Pas forcément, mais elle offre une capacité de traitement bien supérieure à volume équivalent. La filtration est plus stable, plus modulable et d’entretien plus facile avec un système bien conçu. Pour les bacs très peuplés ou techniques, elle constitue une solution de référence.
Peut-on utiliser une décantation sur un petit aquarium ?

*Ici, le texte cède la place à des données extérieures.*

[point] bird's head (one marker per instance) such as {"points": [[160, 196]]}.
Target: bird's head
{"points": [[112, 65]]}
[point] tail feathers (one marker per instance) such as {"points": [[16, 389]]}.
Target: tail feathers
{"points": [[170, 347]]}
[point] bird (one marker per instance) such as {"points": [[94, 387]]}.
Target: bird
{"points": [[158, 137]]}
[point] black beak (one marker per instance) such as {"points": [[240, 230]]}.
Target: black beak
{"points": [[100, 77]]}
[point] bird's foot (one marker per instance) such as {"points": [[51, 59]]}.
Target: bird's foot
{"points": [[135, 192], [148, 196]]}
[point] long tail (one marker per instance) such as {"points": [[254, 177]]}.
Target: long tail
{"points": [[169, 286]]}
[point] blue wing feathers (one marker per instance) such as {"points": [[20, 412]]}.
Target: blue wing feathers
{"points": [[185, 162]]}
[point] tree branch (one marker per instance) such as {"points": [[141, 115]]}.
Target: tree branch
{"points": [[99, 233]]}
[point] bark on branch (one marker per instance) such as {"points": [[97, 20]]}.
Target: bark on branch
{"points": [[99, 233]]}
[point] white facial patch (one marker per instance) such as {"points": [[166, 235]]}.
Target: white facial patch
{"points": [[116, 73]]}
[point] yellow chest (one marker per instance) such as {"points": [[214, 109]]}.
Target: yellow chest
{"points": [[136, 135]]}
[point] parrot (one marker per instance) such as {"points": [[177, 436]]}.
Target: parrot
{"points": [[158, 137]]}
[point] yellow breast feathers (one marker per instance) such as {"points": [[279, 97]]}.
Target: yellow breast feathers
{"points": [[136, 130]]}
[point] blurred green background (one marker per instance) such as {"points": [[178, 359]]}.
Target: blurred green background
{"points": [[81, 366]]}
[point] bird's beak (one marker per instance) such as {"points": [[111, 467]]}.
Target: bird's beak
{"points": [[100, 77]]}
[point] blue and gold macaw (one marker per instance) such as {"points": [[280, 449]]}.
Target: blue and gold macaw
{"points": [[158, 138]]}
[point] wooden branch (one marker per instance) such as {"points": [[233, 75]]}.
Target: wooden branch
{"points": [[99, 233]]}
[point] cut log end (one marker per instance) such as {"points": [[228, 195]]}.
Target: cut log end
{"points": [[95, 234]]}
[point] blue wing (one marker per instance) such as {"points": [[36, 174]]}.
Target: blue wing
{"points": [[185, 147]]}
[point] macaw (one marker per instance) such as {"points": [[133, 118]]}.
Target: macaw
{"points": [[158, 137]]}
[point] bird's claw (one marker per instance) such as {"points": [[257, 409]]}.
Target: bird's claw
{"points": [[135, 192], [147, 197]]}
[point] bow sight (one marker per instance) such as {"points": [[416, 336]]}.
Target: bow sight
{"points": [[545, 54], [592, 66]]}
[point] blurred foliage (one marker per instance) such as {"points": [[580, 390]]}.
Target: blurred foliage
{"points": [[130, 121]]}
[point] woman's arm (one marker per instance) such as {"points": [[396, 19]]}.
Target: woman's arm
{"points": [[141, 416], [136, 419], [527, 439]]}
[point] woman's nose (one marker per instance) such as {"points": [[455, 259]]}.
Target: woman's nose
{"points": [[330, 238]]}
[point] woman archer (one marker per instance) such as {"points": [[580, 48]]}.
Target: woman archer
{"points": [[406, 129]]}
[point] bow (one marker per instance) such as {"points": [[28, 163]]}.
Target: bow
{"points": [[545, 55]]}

C’est possible, mais rarement utile. Sur un petit volume, notamment en dessous de 80 à 100 litres, la place disponible dans le bac est précieuse. Une décantation interne peut vite devenir encombrante par rapport au bénéfice réel. Dans ce cas, un filtre interne compact ou un petit filtre externe bien dimensionné est souvent plus cohérent.
Quel type de masses filtrantes faut-il utiliser dans une décantation ?
Il est recommandé d’associer :
– une mousse de préfiltration (bleue ou blanche),
– des masses biologiques poreuses (céramiques, pouzzolane, etc.),
– et éventuellement un filtrant chimique (charbon actif, résine, zéolite) en cas de besoin ponctuel.
– de la tourbe
L’agencement précis dépendra du bac et de ses contraintes.
Faut-il nettoyer les masses filtrantes toutes en même temps ?
Non, surtout pas. Pour préserver les bactéries utiles au cycle de l’azote, il faut nettoyer les supports mécaniques régulièrement, mais espacer et alterner les entretiens des masses biologiques, avec précaution et toujours avec l’eau de l’aquarium.
La décantation fait-elle du bruit ?
Non. Une décantation bien conçue est quasiment silencieuse. Le bruit d’écoulement peut être atténué grâce à une descente bien dimensionnée, des niveaux d’eau stables, des peignes bien placés, et, si besoin, un couvercle partiel pour réduire les sons et limiter l’évaporation.
Une décantation externe risque-t-elle de déborder en cas de coupure de courant ?
Une décantation externe bien réglée ne doit pas déborder. Lorsque la pompe de remontée s’arrête, une partie de l’eau du bac principal redescend vers la cuve technique. Il faut donc prévoir ce volume libre dans la décantation et régler correctement la hauteur d’aspiration dans l’aquarium. C’est un point important à anticiper dès l’installation.